Peng Chi-ming bersama Menteri Pendidikan Cheng Ying-yao (鄭英耀) menyampaikan kata sambutan dalam acara penghargaan dan presentasi hasil “Kimia Hijau untuk Keberlanjutan dan Kemakmuran Bersama” yang diselenggarakan bersama oleh kedua kementerian.
Cheng Ying-yao memberikan apresiasi kepada para guru dan siswa peraih penghargaan yang berhasil menggunakan kreativitas mereka untuk menyelesaikan masalah lingkungan global melalui eksperimen kimia. Ia juga berharap agar ke depan, semua orang bisa menerapkan konsep keberlanjutan dalam kehidupan sehari-hari.
Sementara itu, Peng Chi-ming mengatakan bahwa banyak orang takut terhadap kimia, terutama bahan kimia.

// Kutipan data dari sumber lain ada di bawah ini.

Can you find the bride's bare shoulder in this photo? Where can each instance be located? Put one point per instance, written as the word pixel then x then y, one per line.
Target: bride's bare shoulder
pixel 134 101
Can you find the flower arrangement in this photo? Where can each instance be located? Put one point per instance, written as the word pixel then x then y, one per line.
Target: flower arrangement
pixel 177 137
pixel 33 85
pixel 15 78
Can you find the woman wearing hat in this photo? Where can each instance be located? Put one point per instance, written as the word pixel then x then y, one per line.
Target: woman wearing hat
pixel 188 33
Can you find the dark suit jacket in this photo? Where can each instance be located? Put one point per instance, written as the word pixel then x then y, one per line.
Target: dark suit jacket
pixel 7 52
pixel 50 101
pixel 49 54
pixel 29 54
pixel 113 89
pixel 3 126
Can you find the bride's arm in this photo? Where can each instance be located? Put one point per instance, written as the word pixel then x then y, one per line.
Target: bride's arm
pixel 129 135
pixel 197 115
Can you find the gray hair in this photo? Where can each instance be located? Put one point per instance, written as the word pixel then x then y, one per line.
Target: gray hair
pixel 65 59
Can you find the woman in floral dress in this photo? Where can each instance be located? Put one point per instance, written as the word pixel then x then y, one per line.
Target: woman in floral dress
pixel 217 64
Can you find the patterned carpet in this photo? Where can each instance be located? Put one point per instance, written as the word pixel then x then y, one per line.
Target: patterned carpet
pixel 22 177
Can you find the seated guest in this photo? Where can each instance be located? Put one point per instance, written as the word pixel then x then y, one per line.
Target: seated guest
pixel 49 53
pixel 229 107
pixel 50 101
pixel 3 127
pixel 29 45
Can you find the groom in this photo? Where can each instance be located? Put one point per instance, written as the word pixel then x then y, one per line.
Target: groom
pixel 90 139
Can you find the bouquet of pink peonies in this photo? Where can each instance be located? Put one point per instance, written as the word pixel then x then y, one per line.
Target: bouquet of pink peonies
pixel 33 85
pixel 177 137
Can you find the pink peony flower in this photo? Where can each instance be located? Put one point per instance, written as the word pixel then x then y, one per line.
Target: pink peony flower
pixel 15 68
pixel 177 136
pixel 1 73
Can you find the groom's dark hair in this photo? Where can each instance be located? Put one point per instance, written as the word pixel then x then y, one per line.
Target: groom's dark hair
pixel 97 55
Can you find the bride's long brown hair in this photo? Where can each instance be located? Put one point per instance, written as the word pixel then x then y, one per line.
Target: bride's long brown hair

Namun faktanya, sejak manusia bisa menggunakan api untuk memasak dan meningkatkan cita rasa makanan, itu sudah termasuk proses kimia. Kini, kehidupan sehari-hari manusia tak lepas dari produk kimia—baik itu produk pembersih, bahan makanan, maupun kemasan. Namun, keberadaan kimia juga berdampak pada lingkungan, seperti menyebabkan pemanasan global dan perubahan iklim.
Untuk itu, Peng Chi-ming menyampaikan bahwa MOENV juga telah menjalin kerja sama internasional sejak 8 Mei, dengan memberlakukan peraturan baru untuk mengendalikan penggunaan PFOS (asam perfluorooktana sulfonat) demi melindungi kesehatan manusia. Ia juga mendorong masyarakat untuk terlibat dalam bidang kimia hijau.